3 ways to improve your apprentice job advert

There’s a saying in recruitment: great job adverts attract great talent.

Writing an advert for your apprenticeship vacancies can be a time-consuming process, so it’s important that you get it right first-time and attract the right kinds of people straight away.

There’s a lot of competition for talent out there, so here are our top 3 tips for constructing the perfect job listing.

Keep it simple

The first thing you need to do is to keep your job advert as short and concise as possible.

There’s a lot to say when it comes to explaining a particular role, but it’s imperative that you find a way to simplify down your advert to its most core principles.

You should mention the skills required for the job, the salary and benefits, and where you can apply. Any other information should be carefully considered for it’s overall value to the advertisement.

If it’s not adding significant value, cut it out. (Or link out to further information on your career page or hub).

The rule of three

A good way to keep your adverts short and simple (and obey rule 1), is to use something called the ‘rule of three’.

This means condensing the entire job role down to 3 key qualities and focussing on these skills or attributes. Not only is this a great exercise for keeping job advert short, but it also helps you to better visualise your ideal candidates and the must-have skills they possess.

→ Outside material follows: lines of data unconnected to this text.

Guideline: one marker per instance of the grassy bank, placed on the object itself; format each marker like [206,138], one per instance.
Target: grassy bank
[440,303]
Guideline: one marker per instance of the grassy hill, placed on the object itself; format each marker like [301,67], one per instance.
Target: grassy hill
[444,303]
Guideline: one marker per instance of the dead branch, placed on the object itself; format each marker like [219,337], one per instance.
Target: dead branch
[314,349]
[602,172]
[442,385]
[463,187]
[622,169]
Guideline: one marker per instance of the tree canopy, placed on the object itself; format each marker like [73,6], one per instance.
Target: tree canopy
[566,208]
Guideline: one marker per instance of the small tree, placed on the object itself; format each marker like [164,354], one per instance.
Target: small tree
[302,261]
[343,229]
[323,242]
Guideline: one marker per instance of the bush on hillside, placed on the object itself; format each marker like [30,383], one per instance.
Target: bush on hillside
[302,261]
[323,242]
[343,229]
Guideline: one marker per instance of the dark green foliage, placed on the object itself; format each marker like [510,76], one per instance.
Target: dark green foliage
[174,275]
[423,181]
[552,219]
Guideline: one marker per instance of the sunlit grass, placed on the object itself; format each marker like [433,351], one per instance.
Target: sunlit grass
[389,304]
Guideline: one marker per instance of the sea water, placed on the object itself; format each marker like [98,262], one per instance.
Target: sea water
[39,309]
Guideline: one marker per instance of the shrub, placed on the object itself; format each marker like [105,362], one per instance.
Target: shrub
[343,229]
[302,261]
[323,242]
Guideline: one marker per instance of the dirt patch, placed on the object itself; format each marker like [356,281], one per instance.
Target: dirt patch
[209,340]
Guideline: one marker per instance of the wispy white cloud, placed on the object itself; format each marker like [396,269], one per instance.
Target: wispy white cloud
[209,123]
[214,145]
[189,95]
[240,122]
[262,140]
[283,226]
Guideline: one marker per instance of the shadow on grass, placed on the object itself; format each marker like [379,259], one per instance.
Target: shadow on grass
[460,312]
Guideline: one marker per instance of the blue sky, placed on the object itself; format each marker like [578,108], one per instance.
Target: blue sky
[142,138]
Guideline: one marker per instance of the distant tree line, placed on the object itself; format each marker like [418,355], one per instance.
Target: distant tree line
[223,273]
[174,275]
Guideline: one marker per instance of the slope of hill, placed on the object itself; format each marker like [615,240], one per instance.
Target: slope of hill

At apprentice level, any role should be applicable to the rule of three, so think about your needs for each position and start applying some priorities.

Neutral Language

Using neutral language is incredibly important in job advertisements.

Studies have shown that the type of language that is used in job adverts will have an adverse effect on the types of people who will apply for a particular role.

You must think very carefully about the traits and stereotypes you are conveying in the way you write, as they are usually a product of unconscious bias. That means we don’t even know we are doing them!

To quote Harvard Universities Gender Action Portal:

words such as competitive, dominant or leader are associated with male stereotypes, while words such as support, understand and interpersonal are associated with female stereotypes. Including gendered words in job advertisements could make the position seem less appealing to a certain gender, thereby limiting the applicant pool for these jobs.’

Bonus tip

OK. We know we said three tips, but this one is a bonus.

Be as open, honest and transparent as you possibly can in your job adverts. It will save you a lot of time in the entire recruitment process.

This rule applies from apprentices to executives and everywhere in between. People appreciate authenticity, and a simple thing like sharing the salary, can help you stand out as a progressive and fair employer from the get-go.